One has said, that had the Lord slacked His hand with Job, when the first trial was over, Job would have come short of the blessing. There was respite; and it might have been thought that all had ended. But God's end in grace was not yet reached; and we may be sure that Satan's malice was not yet satisfied. The unweary adversary begins afresh, the Lord gives him place again, and Job is visited a second time.

And nature is just as unwearied as Satan. Expel it and it will return. We have just had this little respite from the way of nature, in Jacob at Mount Gilead, and seen for a moment the better mind in him, and some expressions of the glory, but we are quickly, too quickly indeed, to see the old man again.

Jacob goes on his way from Mount Gilead, and as he approaches the borders of the land, the angels of God meet him. Jacob at once recognizes them. "This is God's host," says he, and he called the place Mahanaim.

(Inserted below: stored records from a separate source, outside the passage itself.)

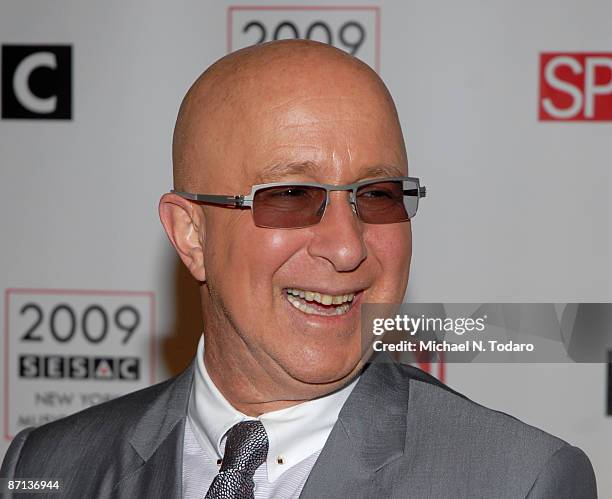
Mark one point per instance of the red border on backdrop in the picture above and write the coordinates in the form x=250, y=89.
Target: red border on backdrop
x=375, y=9
x=79, y=292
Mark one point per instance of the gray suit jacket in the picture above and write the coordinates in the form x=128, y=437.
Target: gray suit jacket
x=400, y=434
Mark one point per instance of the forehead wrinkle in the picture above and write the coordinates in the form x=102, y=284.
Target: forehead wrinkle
x=278, y=171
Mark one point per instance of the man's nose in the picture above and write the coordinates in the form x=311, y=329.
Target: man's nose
x=338, y=237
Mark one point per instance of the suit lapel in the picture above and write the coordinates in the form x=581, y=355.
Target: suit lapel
x=157, y=444
x=370, y=434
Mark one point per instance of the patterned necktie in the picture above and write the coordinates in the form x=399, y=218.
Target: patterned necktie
x=246, y=449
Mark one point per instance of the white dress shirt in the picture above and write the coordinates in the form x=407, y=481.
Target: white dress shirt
x=296, y=436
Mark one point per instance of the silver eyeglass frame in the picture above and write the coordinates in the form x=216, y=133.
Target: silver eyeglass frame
x=246, y=201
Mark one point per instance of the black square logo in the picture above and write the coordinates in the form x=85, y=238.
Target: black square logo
x=37, y=82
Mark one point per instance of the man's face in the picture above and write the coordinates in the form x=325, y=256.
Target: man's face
x=341, y=137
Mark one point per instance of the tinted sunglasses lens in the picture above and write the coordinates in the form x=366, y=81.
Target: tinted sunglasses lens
x=288, y=207
x=387, y=202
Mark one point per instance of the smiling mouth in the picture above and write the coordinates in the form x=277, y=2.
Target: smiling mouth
x=315, y=303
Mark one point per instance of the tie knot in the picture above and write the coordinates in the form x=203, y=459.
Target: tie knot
x=246, y=447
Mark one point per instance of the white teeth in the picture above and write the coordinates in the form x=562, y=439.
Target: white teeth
x=321, y=298
x=307, y=309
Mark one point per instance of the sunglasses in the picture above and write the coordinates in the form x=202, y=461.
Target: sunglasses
x=294, y=205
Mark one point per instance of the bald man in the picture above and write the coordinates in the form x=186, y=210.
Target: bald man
x=292, y=207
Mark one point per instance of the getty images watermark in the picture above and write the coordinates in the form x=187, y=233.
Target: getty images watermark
x=489, y=332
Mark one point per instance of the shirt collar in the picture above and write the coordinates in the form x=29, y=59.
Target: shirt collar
x=294, y=433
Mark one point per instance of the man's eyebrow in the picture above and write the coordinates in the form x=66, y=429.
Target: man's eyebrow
x=383, y=171
x=277, y=172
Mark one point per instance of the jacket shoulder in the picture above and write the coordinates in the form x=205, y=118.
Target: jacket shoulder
x=487, y=449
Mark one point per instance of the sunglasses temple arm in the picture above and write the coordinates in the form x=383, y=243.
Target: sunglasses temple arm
x=237, y=201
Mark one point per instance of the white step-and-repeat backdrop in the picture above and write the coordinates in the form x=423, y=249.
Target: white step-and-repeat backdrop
x=507, y=113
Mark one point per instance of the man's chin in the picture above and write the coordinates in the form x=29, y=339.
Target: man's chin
x=326, y=375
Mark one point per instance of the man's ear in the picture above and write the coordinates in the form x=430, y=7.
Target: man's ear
x=182, y=222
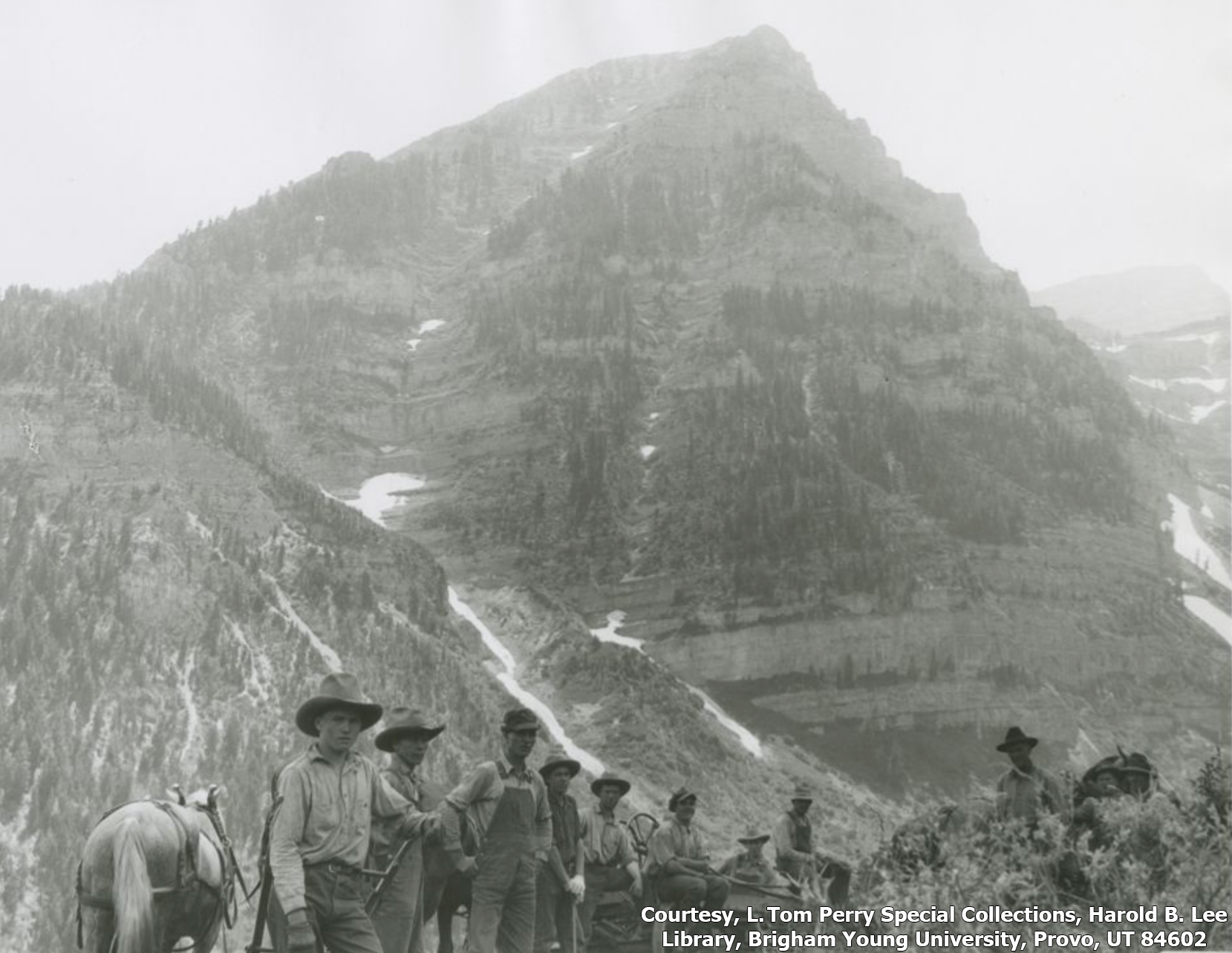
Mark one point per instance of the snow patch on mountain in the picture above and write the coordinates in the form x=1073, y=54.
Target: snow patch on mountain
x=20, y=856
x=260, y=672
x=1189, y=544
x=192, y=730
x=610, y=633
x=1211, y=614
x=289, y=613
x=748, y=740
x=506, y=674
x=1200, y=413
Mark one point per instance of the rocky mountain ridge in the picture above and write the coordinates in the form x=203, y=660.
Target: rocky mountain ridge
x=680, y=321
x=671, y=336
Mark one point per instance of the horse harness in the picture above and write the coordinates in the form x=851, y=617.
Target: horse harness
x=186, y=874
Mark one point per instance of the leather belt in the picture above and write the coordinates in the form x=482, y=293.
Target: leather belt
x=336, y=869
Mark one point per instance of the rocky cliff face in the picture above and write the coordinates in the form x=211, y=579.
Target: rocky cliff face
x=673, y=336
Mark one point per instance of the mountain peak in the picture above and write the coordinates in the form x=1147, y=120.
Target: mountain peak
x=764, y=48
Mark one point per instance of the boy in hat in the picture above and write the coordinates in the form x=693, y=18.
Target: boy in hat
x=751, y=865
x=398, y=917
x=1026, y=790
x=611, y=862
x=679, y=865
x=796, y=857
x=562, y=879
x=319, y=836
x=506, y=805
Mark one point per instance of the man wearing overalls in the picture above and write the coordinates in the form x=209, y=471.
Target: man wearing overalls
x=506, y=804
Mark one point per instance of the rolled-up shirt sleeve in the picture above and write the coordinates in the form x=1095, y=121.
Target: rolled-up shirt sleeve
x=388, y=804
x=469, y=790
x=542, y=815
x=286, y=863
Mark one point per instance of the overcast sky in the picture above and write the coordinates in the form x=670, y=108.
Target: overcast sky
x=1087, y=136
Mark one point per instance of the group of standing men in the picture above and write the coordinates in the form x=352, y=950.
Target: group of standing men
x=538, y=863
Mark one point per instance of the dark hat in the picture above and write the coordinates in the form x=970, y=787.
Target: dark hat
x=1138, y=764
x=338, y=691
x=1112, y=764
x=1017, y=736
x=520, y=719
x=609, y=778
x=402, y=723
x=680, y=794
x=556, y=757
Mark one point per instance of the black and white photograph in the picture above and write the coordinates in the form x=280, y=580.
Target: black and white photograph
x=607, y=476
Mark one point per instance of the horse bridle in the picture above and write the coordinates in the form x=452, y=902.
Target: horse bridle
x=231, y=873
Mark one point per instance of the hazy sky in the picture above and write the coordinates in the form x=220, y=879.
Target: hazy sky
x=1087, y=136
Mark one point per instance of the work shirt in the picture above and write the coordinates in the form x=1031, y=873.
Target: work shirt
x=792, y=839
x=673, y=840
x=402, y=778
x=604, y=840
x=566, y=825
x=325, y=816
x=478, y=796
x=1028, y=794
x=749, y=871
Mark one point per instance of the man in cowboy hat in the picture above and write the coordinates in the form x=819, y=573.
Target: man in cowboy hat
x=319, y=836
x=398, y=915
x=506, y=805
x=796, y=857
x=562, y=879
x=751, y=865
x=611, y=862
x=677, y=862
x=1026, y=790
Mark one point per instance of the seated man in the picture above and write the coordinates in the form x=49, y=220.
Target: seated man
x=795, y=855
x=751, y=865
x=610, y=862
x=678, y=865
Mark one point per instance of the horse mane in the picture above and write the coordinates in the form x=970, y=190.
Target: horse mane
x=131, y=891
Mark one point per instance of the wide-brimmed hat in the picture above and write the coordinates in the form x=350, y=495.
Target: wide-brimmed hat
x=338, y=691
x=1138, y=764
x=557, y=757
x=680, y=794
x=402, y=723
x=1017, y=736
x=520, y=719
x=609, y=778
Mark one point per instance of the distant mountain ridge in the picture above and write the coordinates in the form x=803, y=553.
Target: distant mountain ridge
x=1138, y=300
x=671, y=336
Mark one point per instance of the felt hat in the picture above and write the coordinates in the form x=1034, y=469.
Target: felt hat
x=1138, y=764
x=556, y=757
x=338, y=691
x=402, y=723
x=680, y=794
x=520, y=719
x=1017, y=736
x=607, y=779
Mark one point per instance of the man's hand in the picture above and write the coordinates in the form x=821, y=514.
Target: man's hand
x=301, y=937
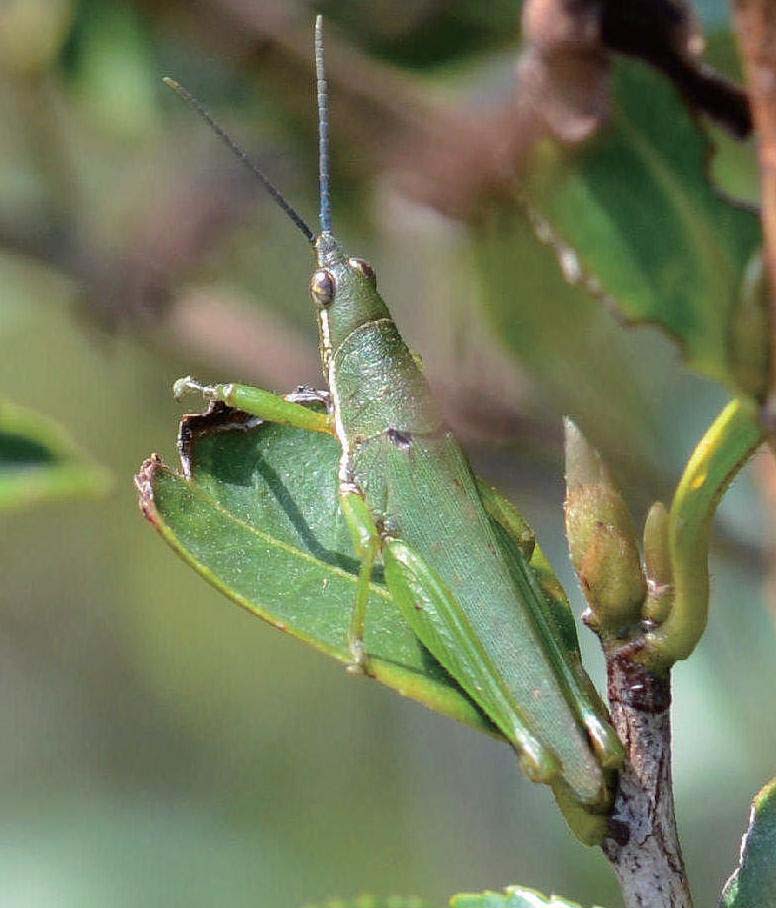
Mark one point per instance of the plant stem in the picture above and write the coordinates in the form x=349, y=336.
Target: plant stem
x=643, y=845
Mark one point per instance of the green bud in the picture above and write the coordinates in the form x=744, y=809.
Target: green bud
x=657, y=564
x=602, y=539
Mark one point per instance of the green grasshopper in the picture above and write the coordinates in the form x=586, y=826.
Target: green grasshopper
x=454, y=552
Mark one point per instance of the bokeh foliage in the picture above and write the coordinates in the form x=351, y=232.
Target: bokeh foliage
x=166, y=746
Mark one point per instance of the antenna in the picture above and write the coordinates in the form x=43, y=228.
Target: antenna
x=323, y=127
x=230, y=143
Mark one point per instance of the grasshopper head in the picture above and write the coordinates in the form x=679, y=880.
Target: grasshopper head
x=344, y=291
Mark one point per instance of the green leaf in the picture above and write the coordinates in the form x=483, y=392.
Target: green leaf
x=753, y=884
x=511, y=897
x=257, y=514
x=370, y=901
x=38, y=461
x=637, y=207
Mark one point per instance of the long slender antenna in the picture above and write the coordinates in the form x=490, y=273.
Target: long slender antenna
x=323, y=127
x=242, y=156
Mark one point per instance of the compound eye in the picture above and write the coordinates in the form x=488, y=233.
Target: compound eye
x=323, y=287
x=365, y=268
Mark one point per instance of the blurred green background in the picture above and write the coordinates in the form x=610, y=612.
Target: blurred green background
x=162, y=747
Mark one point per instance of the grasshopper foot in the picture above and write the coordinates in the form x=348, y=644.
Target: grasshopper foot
x=358, y=658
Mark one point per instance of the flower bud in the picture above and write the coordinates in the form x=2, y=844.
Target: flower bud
x=657, y=564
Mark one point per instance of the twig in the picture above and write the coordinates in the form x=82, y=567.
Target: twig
x=644, y=845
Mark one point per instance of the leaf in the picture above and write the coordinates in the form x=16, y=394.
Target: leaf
x=637, y=207
x=38, y=461
x=257, y=514
x=753, y=884
x=370, y=901
x=511, y=897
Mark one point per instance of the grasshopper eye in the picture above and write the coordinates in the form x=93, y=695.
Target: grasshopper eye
x=323, y=287
x=365, y=268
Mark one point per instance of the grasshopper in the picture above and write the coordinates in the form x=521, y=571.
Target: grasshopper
x=455, y=553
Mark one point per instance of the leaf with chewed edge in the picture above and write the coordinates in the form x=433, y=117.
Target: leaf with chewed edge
x=753, y=884
x=256, y=513
x=645, y=224
x=39, y=462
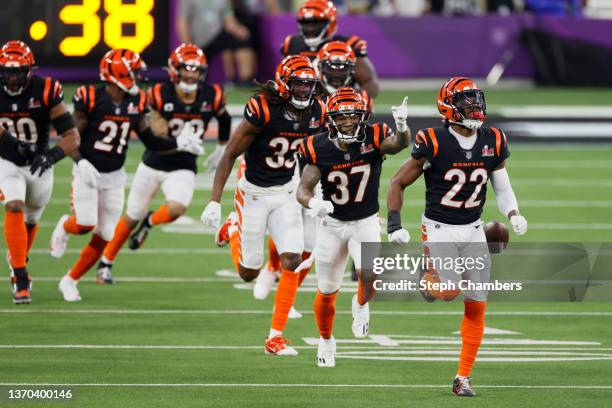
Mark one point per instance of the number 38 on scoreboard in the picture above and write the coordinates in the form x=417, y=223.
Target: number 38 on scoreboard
x=118, y=14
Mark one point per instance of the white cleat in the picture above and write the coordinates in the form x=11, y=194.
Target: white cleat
x=59, y=239
x=277, y=346
x=326, y=352
x=361, y=318
x=68, y=288
x=264, y=284
x=294, y=314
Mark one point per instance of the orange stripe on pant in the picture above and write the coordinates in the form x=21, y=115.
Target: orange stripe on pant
x=16, y=237
x=122, y=232
x=472, y=330
x=285, y=296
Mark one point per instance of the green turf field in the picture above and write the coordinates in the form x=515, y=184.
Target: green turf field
x=495, y=97
x=178, y=331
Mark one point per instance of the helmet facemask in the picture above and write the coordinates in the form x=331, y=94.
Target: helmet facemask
x=471, y=108
x=348, y=126
x=301, y=92
x=15, y=79
x=189, y=83
x=336, y=74
x=314, y=31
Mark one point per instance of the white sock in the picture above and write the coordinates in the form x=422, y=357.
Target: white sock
x=274, y=333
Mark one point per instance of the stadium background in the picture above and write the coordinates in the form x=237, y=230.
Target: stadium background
x=180, y=328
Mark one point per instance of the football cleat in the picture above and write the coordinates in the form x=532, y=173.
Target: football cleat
x=424, y=292
x=223, y=233
x=361, y=318
x=142, y=232
x=462, y=387
x=326, y=352
x=59, y=238
x=103, y=274
x=68, y=288
x=264, y=283
x=294, y=314
x=277, y=346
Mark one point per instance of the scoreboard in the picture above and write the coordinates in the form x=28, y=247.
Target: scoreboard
x=76, y=33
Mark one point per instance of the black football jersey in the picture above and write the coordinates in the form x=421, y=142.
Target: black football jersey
x=455, y=178
x=350, y=179
x=163, y=99
x=271, y=158
x=104, y=142
x=295, y=45
x=26, y=115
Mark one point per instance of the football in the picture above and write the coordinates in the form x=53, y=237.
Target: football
x=497, y=236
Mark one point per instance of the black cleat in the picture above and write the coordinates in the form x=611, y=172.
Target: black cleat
x=462, y=387
x=21, y=286
x=140, y=235
x=103, y=274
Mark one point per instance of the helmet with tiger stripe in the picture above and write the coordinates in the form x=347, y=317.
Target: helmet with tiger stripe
x=296, y=81
x=462, y=102
x=191, y=58
x=336, y=62
x=317, y=21
x=347, y=114
x=122, y=67
x=16, y=66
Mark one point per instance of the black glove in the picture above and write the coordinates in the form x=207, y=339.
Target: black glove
x=27, y=150
x=45, y=160
x=24, y=149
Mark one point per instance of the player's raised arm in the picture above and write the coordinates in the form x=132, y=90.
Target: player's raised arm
x=407, y=174
x=239, y=142
x=506, y=199
x=366, y=77
x=401, y=139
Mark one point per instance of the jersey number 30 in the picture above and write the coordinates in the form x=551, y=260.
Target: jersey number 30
x=478, y=176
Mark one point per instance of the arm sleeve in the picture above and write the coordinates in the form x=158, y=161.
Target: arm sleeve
x=506, y=200
x=225, y=126
x=80, y=99
x=254, y=112
x=422, y=147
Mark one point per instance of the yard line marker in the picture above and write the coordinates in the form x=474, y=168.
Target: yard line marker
x=267, y=312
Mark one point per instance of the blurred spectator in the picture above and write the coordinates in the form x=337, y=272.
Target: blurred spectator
x=555, y=7
x=503, y=7
x=211, y=24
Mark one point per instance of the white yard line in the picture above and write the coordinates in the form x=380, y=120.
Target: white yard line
x=296, y=385
x=267, y=312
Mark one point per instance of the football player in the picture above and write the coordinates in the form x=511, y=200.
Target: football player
x=336, y=68
x=185, y=100
x=29, y=105
x=347, y=160
x=105, y=116
x=275, y=122
x=317, y=24
x=457, y=159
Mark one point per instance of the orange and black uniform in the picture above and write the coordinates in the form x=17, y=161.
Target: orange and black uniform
x=295, y=45
x=350, y=179
x=27, y=115
x=209, y=103
x=270, y=160
x=449, y=166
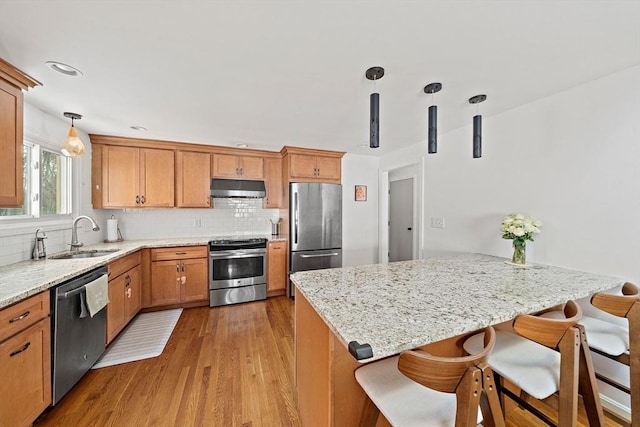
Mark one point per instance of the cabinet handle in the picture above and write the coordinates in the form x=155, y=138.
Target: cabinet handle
x=24, y=347
x=22, y=316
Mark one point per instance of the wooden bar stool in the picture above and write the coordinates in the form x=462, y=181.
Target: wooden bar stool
x=419, y=389
x=617, y=342
x=546, y=356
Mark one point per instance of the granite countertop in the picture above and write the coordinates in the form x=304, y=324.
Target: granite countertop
x=403, y=305
x=23, y=279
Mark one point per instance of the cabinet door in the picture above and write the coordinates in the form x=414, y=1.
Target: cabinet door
x=116, y=316
x=277, y=267
x=165, y=282
x=328, y=168
x=193, y=179
x=195, y=286
x=273, y=183
x=25, y=361
x=157, y=178
x=302, y=166
x=251, y=167
x=11, y=192
x=225, y=166
x=132, y=293
x=121, y=177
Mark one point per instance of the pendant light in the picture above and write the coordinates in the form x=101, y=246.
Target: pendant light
x=374, y=73
x=477, y=127
x=72, y=145
x=432, y=137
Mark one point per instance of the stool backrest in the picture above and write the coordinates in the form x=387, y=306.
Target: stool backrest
x=443, y=373
x=618, y=305
x=548, y=331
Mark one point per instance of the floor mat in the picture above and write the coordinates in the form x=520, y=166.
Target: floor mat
x=145, y=337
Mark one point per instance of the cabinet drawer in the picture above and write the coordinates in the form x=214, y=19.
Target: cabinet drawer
x=181, y=252
x=19, y=316
x=121, y=265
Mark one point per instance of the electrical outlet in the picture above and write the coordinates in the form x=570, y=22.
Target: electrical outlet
x=437, y=222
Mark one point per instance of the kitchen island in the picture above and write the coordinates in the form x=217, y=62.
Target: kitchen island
x=404, y=305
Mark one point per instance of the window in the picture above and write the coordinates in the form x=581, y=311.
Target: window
x=47, y=184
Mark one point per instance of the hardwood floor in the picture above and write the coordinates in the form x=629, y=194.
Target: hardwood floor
x=227, y=366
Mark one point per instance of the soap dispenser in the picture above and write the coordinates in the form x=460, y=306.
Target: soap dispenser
x=39, y=251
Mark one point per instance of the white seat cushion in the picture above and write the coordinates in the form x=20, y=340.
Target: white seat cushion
x=532, y=367
x=402, y=401
x=605, y=336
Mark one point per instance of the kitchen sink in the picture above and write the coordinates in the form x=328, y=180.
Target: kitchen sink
x=83, y=254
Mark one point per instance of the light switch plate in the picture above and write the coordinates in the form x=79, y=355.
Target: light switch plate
x=437, y=222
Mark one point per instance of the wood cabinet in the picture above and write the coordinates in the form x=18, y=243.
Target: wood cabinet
x=131, y=177
x=237, y=166
x=125, y=293
x=25, y=360
x=273, y=183
x=276, y=268
x=308, y=165
x=193, y=179
x=12, y=83
x=179, y=275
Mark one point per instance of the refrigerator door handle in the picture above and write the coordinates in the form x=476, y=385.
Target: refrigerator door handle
x=319, y=255
x=295, y=217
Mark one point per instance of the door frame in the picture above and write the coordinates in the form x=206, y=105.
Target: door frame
x=412, y=170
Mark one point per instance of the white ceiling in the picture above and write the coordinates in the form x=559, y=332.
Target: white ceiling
x=274, y=73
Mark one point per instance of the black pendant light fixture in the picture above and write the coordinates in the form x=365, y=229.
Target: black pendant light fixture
x=374, y=73
x=432, y=137
x=477, y=127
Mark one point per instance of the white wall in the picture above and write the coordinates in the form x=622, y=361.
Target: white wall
x=17, y=237
x=359, y=219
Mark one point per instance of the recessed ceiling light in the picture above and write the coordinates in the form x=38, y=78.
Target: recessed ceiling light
x=64, y=68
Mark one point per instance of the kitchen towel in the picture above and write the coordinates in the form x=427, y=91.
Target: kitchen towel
x=97, y=294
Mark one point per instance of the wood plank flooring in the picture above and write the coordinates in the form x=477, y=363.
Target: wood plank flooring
x=227, y=366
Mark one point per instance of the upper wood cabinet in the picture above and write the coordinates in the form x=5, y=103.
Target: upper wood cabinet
x=273, y=182
x=12, y=83
x=130, y=177
x=193, y=179
x=237, y=166
x=308, y=165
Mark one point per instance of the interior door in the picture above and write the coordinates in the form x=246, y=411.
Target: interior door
x=401, y=220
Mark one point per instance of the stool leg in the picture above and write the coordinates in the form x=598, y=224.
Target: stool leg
x=569, y=347
x=490, y=402
x=587, y=383
x=468, y=395
x=634, y=362
x=370, y=413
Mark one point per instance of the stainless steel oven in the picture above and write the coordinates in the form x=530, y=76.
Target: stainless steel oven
x=237, y=271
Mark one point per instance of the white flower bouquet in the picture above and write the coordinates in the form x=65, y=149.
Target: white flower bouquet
x=519, y=228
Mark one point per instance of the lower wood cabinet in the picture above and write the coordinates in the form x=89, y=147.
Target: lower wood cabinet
x=276, y=268
x=125, y=292
x=179, y=275
x=25, y=361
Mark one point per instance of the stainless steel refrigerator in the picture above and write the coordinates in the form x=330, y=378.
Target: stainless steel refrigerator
x=315, y=226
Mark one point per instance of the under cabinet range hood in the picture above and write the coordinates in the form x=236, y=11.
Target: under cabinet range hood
x=231, y=188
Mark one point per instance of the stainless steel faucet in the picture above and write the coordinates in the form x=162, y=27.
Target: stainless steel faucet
x=39, y=251
x=75, y=245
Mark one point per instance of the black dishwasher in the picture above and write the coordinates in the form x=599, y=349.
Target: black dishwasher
x=77, y=341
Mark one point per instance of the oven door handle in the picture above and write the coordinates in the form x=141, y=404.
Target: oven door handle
x=319, y=255
x=232, y=255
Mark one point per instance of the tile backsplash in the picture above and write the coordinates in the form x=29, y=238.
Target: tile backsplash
x=228, y=217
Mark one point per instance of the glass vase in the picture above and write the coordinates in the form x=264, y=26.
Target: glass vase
x=519, y=252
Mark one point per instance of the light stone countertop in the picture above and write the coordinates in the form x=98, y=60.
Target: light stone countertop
x=23, y=279
x=404, y=305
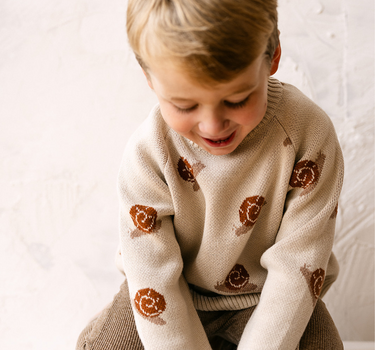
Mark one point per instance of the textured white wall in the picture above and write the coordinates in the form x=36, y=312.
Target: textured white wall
x=71, y=93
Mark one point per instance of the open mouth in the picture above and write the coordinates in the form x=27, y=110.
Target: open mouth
x=221, y=142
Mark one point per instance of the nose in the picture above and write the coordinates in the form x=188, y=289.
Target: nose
x=213, y=123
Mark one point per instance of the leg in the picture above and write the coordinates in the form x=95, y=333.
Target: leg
x=224, y=328
x=321, y=332
x=114, y=328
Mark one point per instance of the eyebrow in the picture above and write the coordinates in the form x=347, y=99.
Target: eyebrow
x=242, y=88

This was holy ground. The undertakings of chapter xxviii. had been fulfilled--the pledges of Bethel had been redeemed. Accordingly, we have no ladder here. Providential, angelic guardianship had fulfilled its ministry; Jacob had been kept in the distant land, and brought home to his own land. The ladder may, therefore, be taken down, and instead of angels ascending and descending as between heaven and the patriarch, angels meet him. They are standing before him, just to salute him, or to welcome him on his return. The Lord God of his fathers and of the promises was welcoming our patriarch home, and ministers of the heavenly courts were sent to express the mind of their King towards him.

This was "piping" to Jacob, and Jacob ought to have "danced." He should have breathed an exulting spirit. He should have been already in triumph, ere the battle was fought, or even the armies were arrayed. He should have entered the field with songs, like Jehoshaphat. If the hosts of heaven thus waited on him, what had he to fear from the hosts of Esau? "If God be for us, who can be against us?" But this was not so with him. He "laments," rather than dances, at this piping. He trembles, and prays, and calculates. He marshals his force, as though the battle were his. This is all religious, but it is all unbelief too; and all this the Lord resents. Surely He does. It was all out of harmony in His ear. He had welcomed Jacob home with every token of an earnest, honourable welcome, but Jacob was out of spirits.